図6. COR.4U iPSC 心筋細胞からのカルシウム過渡シグナル。シグナルは SpectraMax i3 リーダーで読み取った。データ解析はSoftMax® Proソフトウェアを用いて行った。(6a) コントロール細胞のビートパターン。(6b) 処理細胞のビートパターン。(6c) 濃度反応曲線は、細胞がリドカインに1時間暴露されると拍動頻度が減少することを示した。

結論

EarlyTox心毒性キットは、リード最適化の際に化合物の毒性および有効性を予測するための、迅速、簡便、かつ信頼性の高いアッセイ法を提供する。
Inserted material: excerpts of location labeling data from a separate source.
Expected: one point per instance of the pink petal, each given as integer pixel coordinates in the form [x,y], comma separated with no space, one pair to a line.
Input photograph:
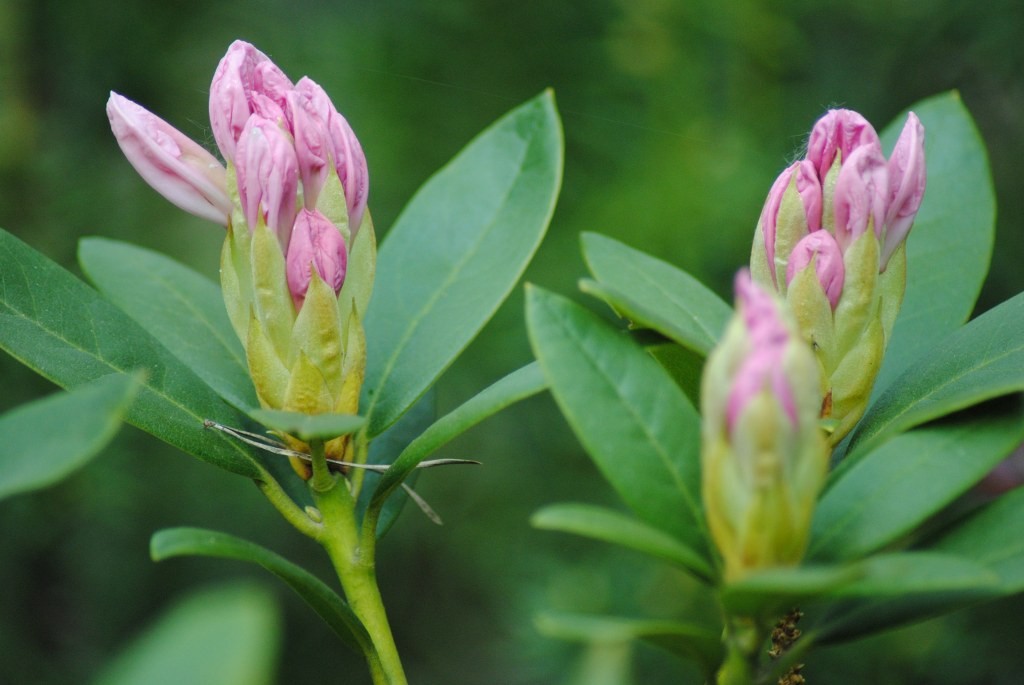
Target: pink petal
[174,165]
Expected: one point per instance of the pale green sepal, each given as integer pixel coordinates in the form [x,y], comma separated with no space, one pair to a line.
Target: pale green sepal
[353,369]
[317,332]
[812,310]
[858,303]
[853,379]
[268,373]
[791,226]
[307,391]
[332,204]
[236,284]
[271,298]
[892,284]
[760,272]
[358,284]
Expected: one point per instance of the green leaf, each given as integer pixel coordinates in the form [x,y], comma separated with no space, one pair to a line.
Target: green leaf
[981,360]
[516,386]
[686,640]
[228,635]
[610,526]
[456,252]
[897,486]
[630,416]
[65,331]
[769,592]
[653,294]
[328,605]
[309,427]
[180,308]
[48,439]
[950,244]
[991,537]
[385,448]
[903,588]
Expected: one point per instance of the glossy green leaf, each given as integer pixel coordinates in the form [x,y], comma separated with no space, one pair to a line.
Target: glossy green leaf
[309,427]
[901,483]
[611,526]
[687,640]
[64,330]
[455,254]
[981,360]
[992,537]
[630,416]
[179,307]
[227,635]
[903,588]
[46,440]
[514,387]
[685,367]
[385,448]
[950,245]
[328,605]
[769,592]
[654,294]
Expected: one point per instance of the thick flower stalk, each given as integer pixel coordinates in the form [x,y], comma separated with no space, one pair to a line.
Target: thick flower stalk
[764,456]
[298,260]
[830,240]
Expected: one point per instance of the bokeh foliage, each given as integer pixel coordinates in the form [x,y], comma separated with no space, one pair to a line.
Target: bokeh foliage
[677,117]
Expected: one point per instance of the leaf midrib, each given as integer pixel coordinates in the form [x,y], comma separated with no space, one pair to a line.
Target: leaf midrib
[418,319]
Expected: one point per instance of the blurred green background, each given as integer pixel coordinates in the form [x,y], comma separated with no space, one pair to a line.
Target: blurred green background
[678,116]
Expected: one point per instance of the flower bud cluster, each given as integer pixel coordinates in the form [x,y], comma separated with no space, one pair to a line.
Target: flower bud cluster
[293,198]
[764,456]
[830,240]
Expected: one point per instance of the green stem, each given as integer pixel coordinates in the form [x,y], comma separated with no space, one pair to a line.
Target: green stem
[283,503]
[742,639]
[354,564]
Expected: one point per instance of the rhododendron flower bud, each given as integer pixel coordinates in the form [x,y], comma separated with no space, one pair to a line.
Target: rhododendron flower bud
[175,166]
[268,175]
[821,249]
[792,211]
[839,133]
[312,147]
[232,92]
[846,305]
[906,185]
[296,275]
[861,191]
[764,457]
[316,245]
[346,154]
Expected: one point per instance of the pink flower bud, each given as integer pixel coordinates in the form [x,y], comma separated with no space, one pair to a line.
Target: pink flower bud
[246,80]
[861,194]
[312,146]
[763,366]
[809,189]
[840,131]
[906,185]
[315,244]
[268,174]
[822,248]
[175,166]
[345,151]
この特許取得済みキットをFLIPR TetraシステムまたはSpectraMax i3リーダーでCor.4U iPS細胞由来心筋細胞と併用することで、研究者は生体関連心毒性アッセイで機能プロファイルを研究し、カルシウムシグナル伝達に対する色素の非特異性影響を最小限に抑え、スループット要件に合わせてアッセイをスケールアップすることができる。

参考文献

  1. Jaffar, M., et al., The case for induced pluripotent stem cell-derived cardiomyocytes in pharmacological screening, British Journal of Pharmacology (2013) 169: 304-317.